Before we arrange for iteration scheme, let’s first introduce the enhancement the authors confer with as “early exaggeration”. This term is a relentless that scales the unique matrix of affinities `p_ij`

. What this does is it places more emphasis on modeling the very similar points (high values in `p_ij`

from the unique space) in the brand new space early on and thus forming “clusters” of highly similar points. The early exaggeration is placed on at first of the iteration scheme (*T<250*) after which turned off otherwise. Early exaggeration might be set to 4 in our case. We’ll see this in motion in our visual below following implementation.

Now, putting the entire pieces together for the algorithm, we have now the next:

`def tSNE(X: np.array([]), `

perplexity = 10,

T = 1000,

η = 200,

early_exaggeration = 4,

n_dimensions = 2):n = len(X)

# Get original affinities matrix

p_ij = get_original_pairwise_affinities(X, perplexity)

p_ij_symmetric = get_symmetric_p_ij(p_ij)

# Initialization

Y = np.zeros(shape=(T, n, n_dimensions))

Y_minus1 = np.zeros(shape=(n, n_dimensions))

Y[0] = Y_minus1

Y1 = initialization(X, n_dimensions)

Y[1] = np.array(Y1)

print("Optimizing Low Dimensional Embedding....")

# Optimization

for t in range(1, T-1):

# Momentum & Early Exaggeration

if t < 250:

α = 0.5

early_exaggeration = early_exaggeration

else:

α = 0.8

early_exaggeration = 1

# Get Low Dimensional Affinities

q_ij = get_low_dimensional_affinities(Y[t])

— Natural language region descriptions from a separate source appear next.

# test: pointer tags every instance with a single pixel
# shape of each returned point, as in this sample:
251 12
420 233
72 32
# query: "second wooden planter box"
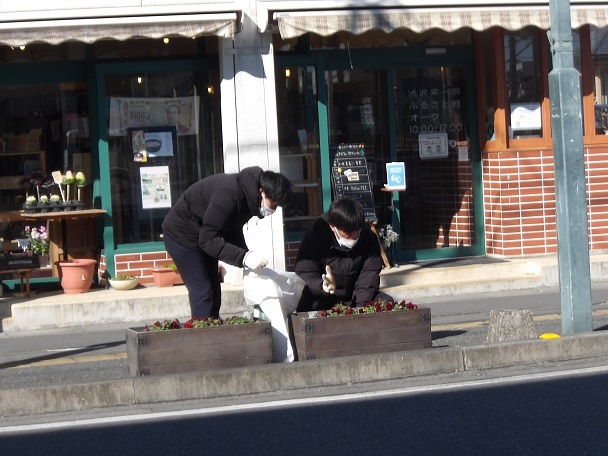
198 349
349 335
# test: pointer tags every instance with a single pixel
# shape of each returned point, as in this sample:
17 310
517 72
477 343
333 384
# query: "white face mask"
344 242
266 210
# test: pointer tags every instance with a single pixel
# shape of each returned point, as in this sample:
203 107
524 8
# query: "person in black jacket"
342 240
206 225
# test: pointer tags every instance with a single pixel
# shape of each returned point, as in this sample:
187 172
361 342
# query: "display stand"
62 217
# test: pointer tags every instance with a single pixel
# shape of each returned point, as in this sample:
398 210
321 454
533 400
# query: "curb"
304 374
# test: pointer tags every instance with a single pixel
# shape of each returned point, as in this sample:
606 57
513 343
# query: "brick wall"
519 201
137 264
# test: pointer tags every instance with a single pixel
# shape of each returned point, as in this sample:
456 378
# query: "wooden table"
63 217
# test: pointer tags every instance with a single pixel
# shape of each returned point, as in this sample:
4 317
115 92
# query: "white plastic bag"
277 294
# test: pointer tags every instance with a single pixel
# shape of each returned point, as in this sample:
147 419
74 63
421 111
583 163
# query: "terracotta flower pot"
77 275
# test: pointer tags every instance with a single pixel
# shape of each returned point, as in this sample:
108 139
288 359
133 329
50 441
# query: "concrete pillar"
249 124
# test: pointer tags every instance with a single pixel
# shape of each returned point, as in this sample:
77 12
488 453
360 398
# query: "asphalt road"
542 410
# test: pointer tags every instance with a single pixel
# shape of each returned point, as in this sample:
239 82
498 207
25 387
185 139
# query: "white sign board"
395 176
433 145
525 116
155 187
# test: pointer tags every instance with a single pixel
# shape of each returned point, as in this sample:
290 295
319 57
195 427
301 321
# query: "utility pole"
570 188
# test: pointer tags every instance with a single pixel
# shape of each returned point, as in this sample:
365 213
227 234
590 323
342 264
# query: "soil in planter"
350 335
198 349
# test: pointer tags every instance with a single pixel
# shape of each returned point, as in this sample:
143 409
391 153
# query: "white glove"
254 260
329 286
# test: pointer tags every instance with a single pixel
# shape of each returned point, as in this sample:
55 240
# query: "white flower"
68 178
80 178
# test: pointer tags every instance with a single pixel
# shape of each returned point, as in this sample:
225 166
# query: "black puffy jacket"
356 271
211 213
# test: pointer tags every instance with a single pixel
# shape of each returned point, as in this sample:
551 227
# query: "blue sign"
395 176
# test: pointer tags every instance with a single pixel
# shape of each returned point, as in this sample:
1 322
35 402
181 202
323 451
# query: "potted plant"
166 275
77 275
43 203
55 203
39 243
30 205
377 327
169 347
123 282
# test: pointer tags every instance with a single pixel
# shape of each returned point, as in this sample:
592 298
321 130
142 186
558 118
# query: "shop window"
524 83
43 128
163 135
299 144
374 39
38 52
489 76
599 56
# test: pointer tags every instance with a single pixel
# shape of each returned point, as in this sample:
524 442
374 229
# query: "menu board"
350 176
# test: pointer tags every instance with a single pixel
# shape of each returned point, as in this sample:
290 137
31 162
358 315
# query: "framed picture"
152 142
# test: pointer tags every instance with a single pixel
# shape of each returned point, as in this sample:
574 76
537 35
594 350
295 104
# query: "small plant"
371 307
38 239
201 322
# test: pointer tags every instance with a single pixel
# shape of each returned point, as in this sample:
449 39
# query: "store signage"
350 176
395 176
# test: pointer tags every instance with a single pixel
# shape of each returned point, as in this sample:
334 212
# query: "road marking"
72 360
315 400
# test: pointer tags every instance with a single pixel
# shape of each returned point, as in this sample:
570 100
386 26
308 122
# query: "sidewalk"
409 282
430 279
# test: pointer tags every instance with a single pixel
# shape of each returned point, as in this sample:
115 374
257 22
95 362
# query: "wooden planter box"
166 277
198 349
349 335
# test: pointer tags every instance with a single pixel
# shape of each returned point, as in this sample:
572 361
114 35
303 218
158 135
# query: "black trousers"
200 274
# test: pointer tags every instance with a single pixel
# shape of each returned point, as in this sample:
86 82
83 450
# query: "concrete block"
510 325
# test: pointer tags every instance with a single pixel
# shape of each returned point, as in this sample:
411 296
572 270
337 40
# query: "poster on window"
433 145
179 112
155 187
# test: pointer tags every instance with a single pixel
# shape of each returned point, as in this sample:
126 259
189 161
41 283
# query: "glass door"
161 135
434 140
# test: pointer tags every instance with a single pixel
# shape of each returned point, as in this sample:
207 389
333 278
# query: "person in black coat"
340 239
206 225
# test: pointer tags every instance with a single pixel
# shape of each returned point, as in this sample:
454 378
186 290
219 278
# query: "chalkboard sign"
350 176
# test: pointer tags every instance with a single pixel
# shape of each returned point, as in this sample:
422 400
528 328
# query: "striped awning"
89 30
296 23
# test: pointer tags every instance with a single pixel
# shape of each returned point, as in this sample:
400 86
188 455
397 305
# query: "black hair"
276 187
346 214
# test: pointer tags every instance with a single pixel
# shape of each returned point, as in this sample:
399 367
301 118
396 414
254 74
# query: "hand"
329 286
254 260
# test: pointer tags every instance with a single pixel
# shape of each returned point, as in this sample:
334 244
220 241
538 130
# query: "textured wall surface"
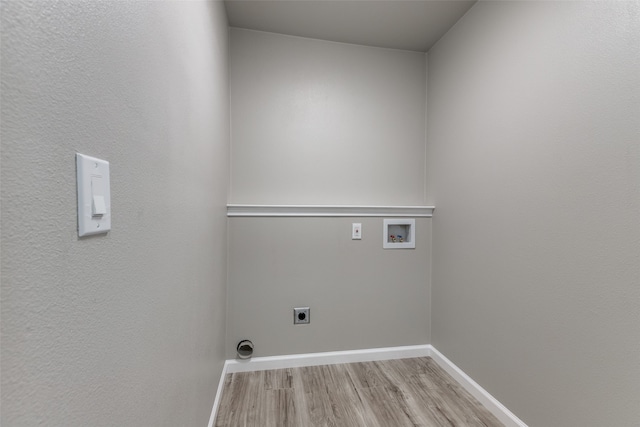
126 328
316 122
361 296
534 133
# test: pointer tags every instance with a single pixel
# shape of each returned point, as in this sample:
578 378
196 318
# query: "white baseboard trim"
352 356
500 411
326 358
216 402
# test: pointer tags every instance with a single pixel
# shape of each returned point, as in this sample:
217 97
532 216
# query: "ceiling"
397 24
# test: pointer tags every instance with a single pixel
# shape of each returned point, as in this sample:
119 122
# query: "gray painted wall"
126 328
361 296
316 122
535 141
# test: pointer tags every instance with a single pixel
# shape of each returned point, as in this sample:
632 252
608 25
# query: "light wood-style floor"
394 393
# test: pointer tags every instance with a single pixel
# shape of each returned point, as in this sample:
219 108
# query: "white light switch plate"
356 231
94 195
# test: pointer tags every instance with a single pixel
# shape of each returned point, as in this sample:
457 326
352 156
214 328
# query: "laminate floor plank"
394 393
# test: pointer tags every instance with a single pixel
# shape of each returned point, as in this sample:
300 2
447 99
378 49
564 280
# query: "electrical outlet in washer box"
301 316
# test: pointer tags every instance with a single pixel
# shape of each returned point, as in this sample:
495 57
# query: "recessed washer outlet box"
301 316
399 233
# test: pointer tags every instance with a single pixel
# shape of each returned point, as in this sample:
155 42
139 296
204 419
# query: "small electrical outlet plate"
356 231
301 316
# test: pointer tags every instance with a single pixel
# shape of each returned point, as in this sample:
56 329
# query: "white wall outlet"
356 231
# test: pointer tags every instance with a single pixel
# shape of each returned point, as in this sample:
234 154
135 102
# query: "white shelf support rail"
245 210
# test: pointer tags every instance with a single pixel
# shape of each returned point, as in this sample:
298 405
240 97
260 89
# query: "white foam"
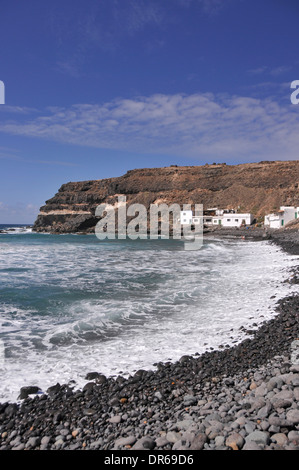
154 306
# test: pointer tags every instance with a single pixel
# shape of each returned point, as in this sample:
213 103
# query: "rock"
125 441
293 416
115 419
92 375
198 442
145 443
29 390
235 441
280 438
189 400
259 437
173 436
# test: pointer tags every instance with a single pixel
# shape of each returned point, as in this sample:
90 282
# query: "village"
231 218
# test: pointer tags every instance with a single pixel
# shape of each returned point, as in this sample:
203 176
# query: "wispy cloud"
273 71
199 125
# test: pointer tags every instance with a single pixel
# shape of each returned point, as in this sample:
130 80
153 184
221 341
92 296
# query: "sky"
94 88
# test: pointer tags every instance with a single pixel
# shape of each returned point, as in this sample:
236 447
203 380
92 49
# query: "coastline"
214 401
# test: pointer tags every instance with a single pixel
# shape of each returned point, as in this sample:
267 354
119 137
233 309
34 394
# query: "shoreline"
214 401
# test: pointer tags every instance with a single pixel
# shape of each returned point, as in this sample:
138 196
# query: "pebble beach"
243 397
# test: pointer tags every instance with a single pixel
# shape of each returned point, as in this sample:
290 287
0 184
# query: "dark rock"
29 390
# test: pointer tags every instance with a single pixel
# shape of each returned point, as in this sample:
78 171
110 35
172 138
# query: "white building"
186 217
281 217
218 217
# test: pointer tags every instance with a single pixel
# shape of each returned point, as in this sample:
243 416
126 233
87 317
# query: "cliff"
258 188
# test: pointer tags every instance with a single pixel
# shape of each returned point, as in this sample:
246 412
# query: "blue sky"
94 88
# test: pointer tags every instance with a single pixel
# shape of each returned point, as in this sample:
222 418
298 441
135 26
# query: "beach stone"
293 416
293 436
251 445
145 443
125 441
161 441
198 442
29 390
280 438
115 419
92 375
219 441
259 437
189 400
235 441
173 436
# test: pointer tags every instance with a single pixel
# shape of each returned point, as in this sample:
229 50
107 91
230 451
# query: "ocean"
72 304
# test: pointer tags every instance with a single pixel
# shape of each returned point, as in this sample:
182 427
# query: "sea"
72 304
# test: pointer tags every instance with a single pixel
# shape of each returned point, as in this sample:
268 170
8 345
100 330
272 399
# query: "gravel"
239 398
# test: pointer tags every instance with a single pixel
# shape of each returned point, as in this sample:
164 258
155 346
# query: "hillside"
253 187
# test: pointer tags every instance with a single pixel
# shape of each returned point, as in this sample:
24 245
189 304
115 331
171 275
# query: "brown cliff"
258 188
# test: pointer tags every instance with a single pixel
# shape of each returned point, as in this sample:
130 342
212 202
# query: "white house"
217 217
186 217
235 219
281 217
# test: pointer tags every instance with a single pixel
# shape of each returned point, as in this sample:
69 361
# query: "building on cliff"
218 217
281 217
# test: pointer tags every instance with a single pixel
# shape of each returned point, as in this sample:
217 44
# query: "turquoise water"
70 304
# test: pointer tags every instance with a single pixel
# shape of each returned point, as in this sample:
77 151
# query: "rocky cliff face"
254 187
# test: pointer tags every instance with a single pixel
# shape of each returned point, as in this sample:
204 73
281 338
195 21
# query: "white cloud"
199 125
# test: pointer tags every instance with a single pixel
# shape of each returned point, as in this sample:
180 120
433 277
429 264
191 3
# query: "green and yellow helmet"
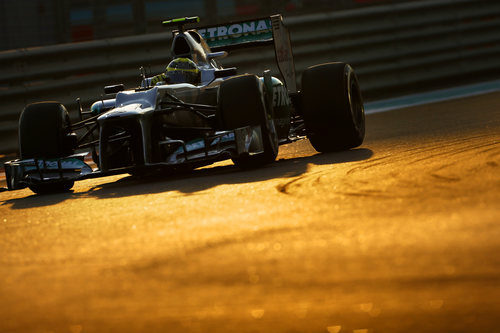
183 70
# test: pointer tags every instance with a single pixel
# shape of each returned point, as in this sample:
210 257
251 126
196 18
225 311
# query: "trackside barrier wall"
395 49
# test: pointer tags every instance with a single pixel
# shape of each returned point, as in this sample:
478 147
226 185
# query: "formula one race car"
194 114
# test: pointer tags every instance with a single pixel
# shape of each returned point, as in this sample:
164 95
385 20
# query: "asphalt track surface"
399 235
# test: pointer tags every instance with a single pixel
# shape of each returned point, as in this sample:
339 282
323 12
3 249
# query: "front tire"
242 102
45 132
332 107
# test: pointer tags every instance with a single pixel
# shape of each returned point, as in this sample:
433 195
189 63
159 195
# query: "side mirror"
225 72
108 90
215 55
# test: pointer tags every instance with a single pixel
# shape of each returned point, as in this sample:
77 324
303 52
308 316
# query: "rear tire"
45 132
332 107
242 102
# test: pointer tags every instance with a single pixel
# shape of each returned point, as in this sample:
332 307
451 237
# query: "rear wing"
256 32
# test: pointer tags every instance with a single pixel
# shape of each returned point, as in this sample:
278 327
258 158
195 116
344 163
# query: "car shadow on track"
194 182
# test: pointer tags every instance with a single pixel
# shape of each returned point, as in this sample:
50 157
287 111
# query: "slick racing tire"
332 107
45 132
242 102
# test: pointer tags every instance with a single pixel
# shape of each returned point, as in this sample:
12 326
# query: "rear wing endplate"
257 32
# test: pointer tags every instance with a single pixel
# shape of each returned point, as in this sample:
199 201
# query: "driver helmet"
183 70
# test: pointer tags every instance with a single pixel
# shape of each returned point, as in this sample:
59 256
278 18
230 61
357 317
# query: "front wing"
222 145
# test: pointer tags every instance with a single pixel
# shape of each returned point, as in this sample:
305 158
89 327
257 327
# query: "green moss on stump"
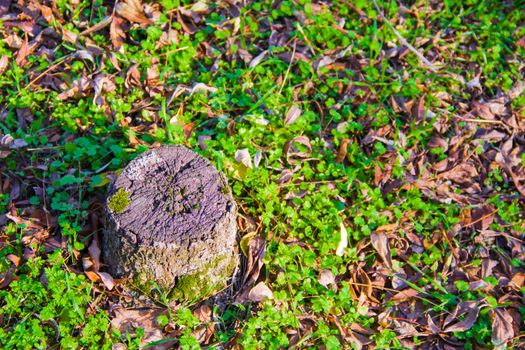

# Get Gradient of Cost Function

gradient = get_gradient(early_exaggeration*p_ij_symmetric, q_ij, Y[t])

# Update Rule

Y[t+1] = Y[t] - η * gradient + α * (Y[t] - Y[t-1]) # Use negative gradient

# Compute current value of cost function

if t % 50 == 0 or t == 1:

cost = np.sum(p_ij_symmetric * np.log(p_ij_symmetric / q_ij))

print(f"Iteration {t}: Value of Cost Function is {cost}")

print(f"Accomplished Embedding: Final Value of Cost Function is {np.sum(p_ij_symmetric * np.log(p_ij_symmetric / q_ij))}")

solution = Y[-1]

return solution, Y

Calling `solution, Y = tSNE(X)`

we obtain the next output :

where `solution`

is the ultimate 2-D mapping and `Y`

is our mapped 2-D values at each step of the iteration. Plotting the evolution of `Y`

where `Y[-1]`

is our final 2-D mapping, we obtain (note how the algorithm behaves with early exaggeration on and off):

I like to recommend fooling around with different values of the parameters (i.e., perplexity, learning rate, early exaggeration, etc.) to see how the answer differs (See the original paper and the scikit-learn documentation for guides on using these parameters).